Все знают, в чём интрига романа Хемингуэя «Фиеста». На Первой мировой войне парня ранило в детородный орган, и поэтому за интимной жизнью возлюбленной он вынужден был следить со стороны. В госпитале я познакомился с русским парнем из Армении. Осколок задел его левое яичко. После первой операции, проведённой в Афганистане, загноились швы. Его привезли в наш госпиталь для повторной операции. Врачи пообещали парню, что оставшееся правое яичко его не подведёт. Надеюсь, они не обманули.
Зачем я всё это рассказал? Затем, чтобы донести, пояснить свою мысль: если бы на войне был выбор только между жизнью и смертью, рисковые люди должны были её принять. Но ведь есть ещё третий вариант – остаться калекой. И если ты поёшь дифирамбы войне, то ты должен принять и его, этот третий вариант, а он самый страшный. Жить до старости неполноценным. Когда-нибудь все вокруг забудут о войне, а ты так и будешь ездить на коляске или передвигаться на костылях, мешая спешащей по делам или за развлечениями толпе. Ты не будешь напоминанием или предупреждением. Ты будешь помехой. Если ты готов принять этот вариант, тогда ладно. А если нет, то не надо спешить с пропагандой войны как гигиены мира.

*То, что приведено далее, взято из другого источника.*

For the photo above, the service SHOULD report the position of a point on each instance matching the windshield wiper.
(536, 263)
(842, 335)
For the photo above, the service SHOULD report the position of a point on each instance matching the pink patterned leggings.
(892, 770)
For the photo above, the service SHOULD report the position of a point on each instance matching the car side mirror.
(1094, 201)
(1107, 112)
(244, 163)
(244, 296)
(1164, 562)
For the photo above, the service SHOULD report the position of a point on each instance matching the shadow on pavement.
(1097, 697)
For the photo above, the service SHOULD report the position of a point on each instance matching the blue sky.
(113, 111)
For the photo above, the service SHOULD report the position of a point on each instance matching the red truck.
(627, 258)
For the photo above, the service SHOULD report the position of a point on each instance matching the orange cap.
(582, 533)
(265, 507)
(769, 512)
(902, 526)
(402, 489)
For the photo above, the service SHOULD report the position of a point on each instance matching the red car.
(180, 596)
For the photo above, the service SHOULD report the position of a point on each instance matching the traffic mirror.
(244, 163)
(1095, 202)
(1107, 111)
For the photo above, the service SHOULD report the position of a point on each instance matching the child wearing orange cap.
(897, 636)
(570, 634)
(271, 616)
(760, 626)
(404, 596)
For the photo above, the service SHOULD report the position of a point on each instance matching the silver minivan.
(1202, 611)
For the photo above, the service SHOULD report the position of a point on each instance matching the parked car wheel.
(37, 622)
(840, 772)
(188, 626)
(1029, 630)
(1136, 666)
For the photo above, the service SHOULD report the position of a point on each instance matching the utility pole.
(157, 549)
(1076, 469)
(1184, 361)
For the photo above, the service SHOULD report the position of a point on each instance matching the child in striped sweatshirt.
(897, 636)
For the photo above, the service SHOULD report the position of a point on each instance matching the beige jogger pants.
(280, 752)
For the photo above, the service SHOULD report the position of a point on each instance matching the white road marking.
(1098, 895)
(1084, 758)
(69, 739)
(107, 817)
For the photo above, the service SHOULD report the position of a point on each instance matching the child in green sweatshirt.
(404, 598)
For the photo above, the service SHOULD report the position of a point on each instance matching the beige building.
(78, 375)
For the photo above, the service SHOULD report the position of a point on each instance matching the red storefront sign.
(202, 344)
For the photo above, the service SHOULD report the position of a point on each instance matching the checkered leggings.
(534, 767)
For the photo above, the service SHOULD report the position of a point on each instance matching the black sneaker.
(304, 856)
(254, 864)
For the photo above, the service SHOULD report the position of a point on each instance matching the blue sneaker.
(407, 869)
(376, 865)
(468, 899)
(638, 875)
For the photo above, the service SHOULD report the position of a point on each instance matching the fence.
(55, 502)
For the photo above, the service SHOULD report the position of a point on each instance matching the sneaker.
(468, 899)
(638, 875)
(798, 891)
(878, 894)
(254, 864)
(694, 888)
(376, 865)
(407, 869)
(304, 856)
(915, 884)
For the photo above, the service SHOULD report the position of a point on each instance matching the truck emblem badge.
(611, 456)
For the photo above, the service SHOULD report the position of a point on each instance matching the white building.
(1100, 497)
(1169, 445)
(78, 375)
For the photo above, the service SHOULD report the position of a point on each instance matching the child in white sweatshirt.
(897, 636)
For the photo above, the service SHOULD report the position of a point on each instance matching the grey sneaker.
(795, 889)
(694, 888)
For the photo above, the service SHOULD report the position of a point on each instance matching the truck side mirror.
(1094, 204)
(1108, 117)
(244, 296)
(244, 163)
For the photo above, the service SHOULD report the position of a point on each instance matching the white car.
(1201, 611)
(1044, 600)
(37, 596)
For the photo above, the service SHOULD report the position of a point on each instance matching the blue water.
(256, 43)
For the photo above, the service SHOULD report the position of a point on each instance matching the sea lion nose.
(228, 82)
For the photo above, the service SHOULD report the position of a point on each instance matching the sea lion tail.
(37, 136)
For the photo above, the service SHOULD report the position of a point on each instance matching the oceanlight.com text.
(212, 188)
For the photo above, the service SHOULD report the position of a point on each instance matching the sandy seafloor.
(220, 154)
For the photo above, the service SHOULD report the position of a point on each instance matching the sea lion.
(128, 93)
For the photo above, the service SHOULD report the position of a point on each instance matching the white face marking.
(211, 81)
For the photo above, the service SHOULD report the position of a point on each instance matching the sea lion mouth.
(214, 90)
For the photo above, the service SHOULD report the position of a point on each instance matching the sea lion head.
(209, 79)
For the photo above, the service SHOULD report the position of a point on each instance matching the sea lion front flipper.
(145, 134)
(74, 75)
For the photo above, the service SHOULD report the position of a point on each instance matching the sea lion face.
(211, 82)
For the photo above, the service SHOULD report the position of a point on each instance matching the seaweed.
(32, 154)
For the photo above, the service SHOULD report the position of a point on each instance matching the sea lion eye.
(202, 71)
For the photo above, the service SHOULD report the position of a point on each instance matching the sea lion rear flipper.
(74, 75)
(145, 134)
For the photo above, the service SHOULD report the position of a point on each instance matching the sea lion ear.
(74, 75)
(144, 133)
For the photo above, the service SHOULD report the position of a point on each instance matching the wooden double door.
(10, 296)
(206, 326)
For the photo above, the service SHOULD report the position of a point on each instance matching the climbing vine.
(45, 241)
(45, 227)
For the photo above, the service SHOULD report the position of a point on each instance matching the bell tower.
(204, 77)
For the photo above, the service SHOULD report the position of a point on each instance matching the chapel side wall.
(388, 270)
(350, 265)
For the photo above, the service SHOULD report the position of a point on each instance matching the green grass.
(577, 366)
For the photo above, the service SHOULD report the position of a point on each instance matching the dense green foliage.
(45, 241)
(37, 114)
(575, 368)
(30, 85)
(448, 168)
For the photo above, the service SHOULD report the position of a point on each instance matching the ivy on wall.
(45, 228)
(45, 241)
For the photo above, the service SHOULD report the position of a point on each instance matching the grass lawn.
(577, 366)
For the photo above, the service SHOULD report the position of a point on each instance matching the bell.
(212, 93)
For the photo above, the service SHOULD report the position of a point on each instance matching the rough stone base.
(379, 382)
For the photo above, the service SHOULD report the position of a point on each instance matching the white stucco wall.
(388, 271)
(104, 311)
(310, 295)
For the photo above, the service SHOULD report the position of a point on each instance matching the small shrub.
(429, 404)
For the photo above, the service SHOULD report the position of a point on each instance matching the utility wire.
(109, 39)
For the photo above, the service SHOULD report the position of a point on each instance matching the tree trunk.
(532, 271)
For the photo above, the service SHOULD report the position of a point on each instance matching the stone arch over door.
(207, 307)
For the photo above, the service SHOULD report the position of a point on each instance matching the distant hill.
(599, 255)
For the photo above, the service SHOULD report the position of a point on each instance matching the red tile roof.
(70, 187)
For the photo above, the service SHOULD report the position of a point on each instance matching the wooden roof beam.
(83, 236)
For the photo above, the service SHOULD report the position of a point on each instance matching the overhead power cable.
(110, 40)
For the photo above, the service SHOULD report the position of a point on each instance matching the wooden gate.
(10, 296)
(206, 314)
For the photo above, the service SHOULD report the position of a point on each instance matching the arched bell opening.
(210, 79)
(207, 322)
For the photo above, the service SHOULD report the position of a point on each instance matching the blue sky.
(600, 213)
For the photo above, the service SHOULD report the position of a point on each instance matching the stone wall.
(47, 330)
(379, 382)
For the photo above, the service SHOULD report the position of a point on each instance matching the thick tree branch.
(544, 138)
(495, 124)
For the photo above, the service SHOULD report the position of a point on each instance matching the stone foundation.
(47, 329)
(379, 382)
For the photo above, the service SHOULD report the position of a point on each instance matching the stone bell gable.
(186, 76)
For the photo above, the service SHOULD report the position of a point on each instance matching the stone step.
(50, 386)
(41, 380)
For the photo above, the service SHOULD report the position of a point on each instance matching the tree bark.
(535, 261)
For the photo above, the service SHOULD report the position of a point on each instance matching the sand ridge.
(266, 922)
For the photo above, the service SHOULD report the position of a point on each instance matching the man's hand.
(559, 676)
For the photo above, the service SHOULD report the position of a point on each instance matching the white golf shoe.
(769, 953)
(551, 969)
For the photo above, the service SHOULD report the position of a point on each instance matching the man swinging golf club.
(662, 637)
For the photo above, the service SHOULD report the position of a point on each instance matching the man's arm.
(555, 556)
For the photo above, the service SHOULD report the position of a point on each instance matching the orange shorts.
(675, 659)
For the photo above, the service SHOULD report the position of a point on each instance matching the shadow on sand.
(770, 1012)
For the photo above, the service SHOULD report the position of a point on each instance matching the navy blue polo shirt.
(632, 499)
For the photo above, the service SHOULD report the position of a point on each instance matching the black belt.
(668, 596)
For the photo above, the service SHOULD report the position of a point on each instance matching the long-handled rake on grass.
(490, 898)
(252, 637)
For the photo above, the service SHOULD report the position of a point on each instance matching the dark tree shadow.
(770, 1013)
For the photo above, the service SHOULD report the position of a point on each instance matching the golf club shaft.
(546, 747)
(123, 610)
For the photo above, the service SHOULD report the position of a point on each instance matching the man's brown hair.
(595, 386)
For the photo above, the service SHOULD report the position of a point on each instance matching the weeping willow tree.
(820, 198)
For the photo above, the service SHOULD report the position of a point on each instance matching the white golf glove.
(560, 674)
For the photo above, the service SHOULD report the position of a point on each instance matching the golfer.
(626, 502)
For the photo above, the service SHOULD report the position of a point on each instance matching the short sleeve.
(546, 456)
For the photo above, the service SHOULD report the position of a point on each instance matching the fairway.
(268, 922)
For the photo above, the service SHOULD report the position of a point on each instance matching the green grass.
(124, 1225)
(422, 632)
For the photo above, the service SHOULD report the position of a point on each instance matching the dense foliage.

Андрей Песоцкий – отличный пример того, как отражается на неглупом человеке членство в партии «Другая Россия». Все его тексты – это какое-то стучание ложками по кастрюле. Лимоновские публицисты похожи на заводных зайцев-барабанщиков. Одни только лозунги. Ни на чём не основанное самодовольство. Сплошное позёрство. Полная неспособность к рефлексии, а тем более – к саморефлексии. Форма без содержания.
Когда-то Песоцкий был автором сайта «Новый смысл». У него был цикл текстов про типичных: «Портрет типичного коммуниста», «Портрет типичного анархиста». Песоцкий был нетипичным лимоновцем, ибо старался шевелить мозгами. Но он так тщательно и долго скрывал это, что стал-таки типичным лимоновцем.